I have been astonished, as I have been abroad, to find how much misinformation was afloat in regard to the real views which we have here entertained and inculcate, and the results of exhibiting our views to this and other churches. This misinformation has led a great many ministers to feel it necessary to guard their people strongly against error in this direction. And in exposing what they have supposed to be the errors of Perfectionists and Sanctificationists, they have practically greatly lowered the standard of gospel holiness in their own churches. I mean this has been the practical result. Preaching against the doctrine of entire sanctification in this life, and holding out the idea, as many have, that Christians are expected to sin as long as they live,--the practical result has been a perpetual backsliding on the part of their churches. Prejudice has been created against the doctrine of sanctification in the church; and, if I am not mistaken, ministers have greatly suffered in their own piety, in consequence of this course. And a consequent and corresponding descent in spirituality has been manifest in their churches.

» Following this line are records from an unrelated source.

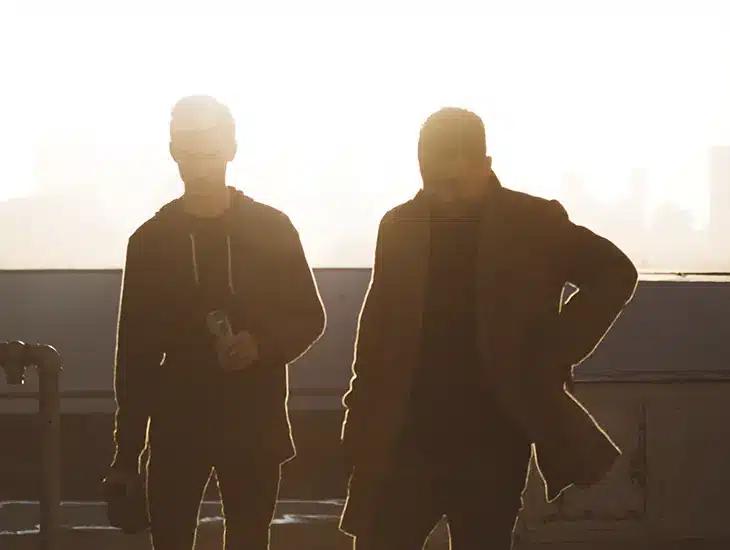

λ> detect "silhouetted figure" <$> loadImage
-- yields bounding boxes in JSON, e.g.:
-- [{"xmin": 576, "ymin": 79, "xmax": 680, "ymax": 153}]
[
  {"xmin": 108, "ymin": 96, "xmax": 325, "ymax": 550},
  {"xmin": 340, "ymin": 108, "xmax": 637, "ymax": 550}
]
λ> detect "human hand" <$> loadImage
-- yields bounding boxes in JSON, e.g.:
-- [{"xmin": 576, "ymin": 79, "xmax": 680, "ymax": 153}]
[{"xmin": 219, "ymin": 330, "xmax": 259, "ymax": 370}]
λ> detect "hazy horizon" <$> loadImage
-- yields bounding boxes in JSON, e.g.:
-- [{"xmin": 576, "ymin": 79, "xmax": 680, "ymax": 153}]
[{"xmin": 0, "ymin": 14, "xmax": 730, "ymax": 271}]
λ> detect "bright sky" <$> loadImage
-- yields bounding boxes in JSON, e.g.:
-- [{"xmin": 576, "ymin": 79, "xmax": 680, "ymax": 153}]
[{"xmin": 0, "ymin": 2, "xmax": 730, "ymax": 269}]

I am fully persuaded that my brethren in the ministry will find it indispensible to insist on entire holiness of heart and life, as a practical attainment in this world, or they can never sustain a healthy piety in their churches.
My dear brethren, you may try it as long as you will; but if you take any lower ground than this, your churches will backslide until you yourselves will be appalled by the result. I am perfectly satisfied, from long experience, that there is no other way but to lodge the deep impression in the churches, that they are not only required, but expected to "cleanse themselves from all filthiness of the flesh and spirit, perfecting holiness in the fear of God." All pleading for sin, or anything that has the practical tendency of denying the practicability of attaining this state in this life, is the greatest and most ruinous error that can be inculcated on the churches. And said an English writer not long since--"No error is so destructive and to be so greatly denounced, as that Christians are expected to sin during this life."
My beloved brethren, in what I now say I am not endeavoring to win you to my opinion; but I wish to fix your attention and the attention of the church on the fact; and to have you witness the results of inculcating any lower practical standard than that which I have named.
The fact is, the churches are going rapidly away from God for want of the true bread of life; and because the ministry have, to such an alarming extent, been guarding their churches more against the doctrine of sanctification than they have against sin.
I beseech my brethren to adopt a different course, and urge the church right up to holy-living, and let them know that they are expected to obey the law, and the gospel of God. Try it my brethren, and you will find it to be life from the dead in your churches. Do not be afraid of antinomian perfectionism. It is not to me at all wonderful that at first, the true doctrine of sanctification and antinomianism should be confounded in many minds, and that the defenders of the one should be confounded with the defenders of the other. But, beloved brethren, is it not time for ministers to understand as clear as sun-light the distinction between the two, and no longer be prejudiced or alarmed themselves, and no loner prejudice and alarm the church, by confounding things that so entirely differ?
I hope in what I now say, I shall not arouse the prejudice of my brethren so that they will not further hear me in what I have to say, in regard to the errors that have prevailed in the promotion of revivals of religion; and in regard to the causes that have operated to make them so few and far-between, and of so superficial a character.
My dear brethren, my heart is full of this subject and I have a great deal to say. I beg of you to hear me patiently, and inquire honestly whether there has not been a great error in the direction that I have just named.